Never lose data?
I've learned to never say never around the IT world as Murphy is just a heartbeat away.
Six MIT research boffins have demonstrated a system capable of recovering all data in the event of a crash that was previously constrained to high-end theory. The team will October showcase the first albeit slow file system "mathematically guaranteed" to not lose data during crashes. Authors Haogang Chen; Daniel Ziegler; Tej …
Not strictly "boy", but "Out in the Fields" could be rewritten to fit...
"Stored in the fields,
the data's just begun.
Out on the disks,
Records build one by one.
Wait! Back it up!
A thousand files could die each day.
Murphy's just a heartbeat away."
With apologies to Gary Moore and Phil Lynott, obviously
"With a lot of "mathematically proven" systems you end up moving the problems/bugs from the implementation process to the initial specifications, which are often not 100% complete nor correct for anything of reasonable complexity."
I think "moving" is a bit misleading here. Providing the proof is correct (!!) the code will fully comply with the spec, therefore all the remaining bugs will be in the spec. ;)
Having said that I don't think I've seen a bug-free spec, formal or otherwise. Formal specs do have an advantage in that you can prove that stuff complying with the spec will have particular properties though. While this kind of work may be viewed as esoteric or irrelevant, it should yield a useful model for other folks to compare/apply to real world file systems.
ZFS is paranoid about hardware and connections, and can have multiple layers of redundancy and storage; so why the need for yet another file system?
No system will never lose data if bad enough stuff happens locally, this is why sensible enterprise solutions include replication of data between multiple data centres too.
A while back I was tasked with implementing a block-level data storage solution intended for enterprise use (though not actually a filing system). The brief handed to me was a hand-scrawled description of several data structures with arrows pointing to them. Data integrity was addressed by the sentence at the very end: "+ data protection features".

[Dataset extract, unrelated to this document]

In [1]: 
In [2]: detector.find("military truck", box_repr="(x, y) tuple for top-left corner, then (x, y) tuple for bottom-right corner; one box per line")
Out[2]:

I was very glad to leave that job.
This post has been deleted by its author
I have not had a system crash corrupt "normal" data in years (there were a handful of occasions where we were using McAfee disk encryption on laptops and the encryption got lost.... but a full disk decrypt allowed us to run a checkdisk and not only was data recovered but the system booted perfec'.
What I have had though is bloody new/recent disks dying, from power outages, from a slight knock well inside their G shock tolerances (running or stopped) or just going into the corner and never coming out of it's eternal sulk...
I guess this FS does not address that problem ;) But of course, everyone has backups don't they. Don't they? Hello? Hello ? Echo ? Echo echo...
The Be file system BFS (https://en.wikipedia.org/wiki/Be_File_System) was pretty good in the mid-90s - very fast, excellent querying capabilities and the journalling capabilities meant that a common demo was pulling the plug on the machine in mid operation and then bringing it up again and demonstrating that no data had been lost.
Silent corruption is quite a serious problem too (besides crashing disks or power outage). You remember the old VHS cassettes or old Amiga disks? Today you can not read any on them. Why? Bit rot. Data rots over time, cosmic radiation, etc. So you need checksums to detect flipped bits. Journaling wont catch silent corruption. Only ZFS does. Read the wikipedia article on ZFS to see some research on ZFS superior data corruption protection abilities (better than everything else).
BTRFS has no research confirming it does catch all types of silent data corruption. ZFS is confirmed in at least two separate research papers, that zfs do catch all types of silent data corruption. Read the Wikipedia for links to research groups examining zfs. Btw, phoronix last month lost an btrfs volume, and in the forum thread there are several similar stories. I wouldn't trust btrfs, but it's your data.
Not losing data written to disk is relatively simple, providing you don't screw the hardware - you make sure all data is findable / retrievable before the data itself is committed.
Software crashes are a bit harder - you need to ensure that you don't overwrite when writing new data, and that you can roll back to previous versions, or roll forward to recover from the incomplete write in a crash.
Power outages would be much better handled with more resilient components - e.g. all DIMMs come with at least as much solid state as RAM, and backup power to ensure the data is flushed to solid state during a failure; a disk has battery power to flush it's cache; a CPU has it's state written out. Then, when power is restored, each component just needs to restore itself to the known state, and you are good to go.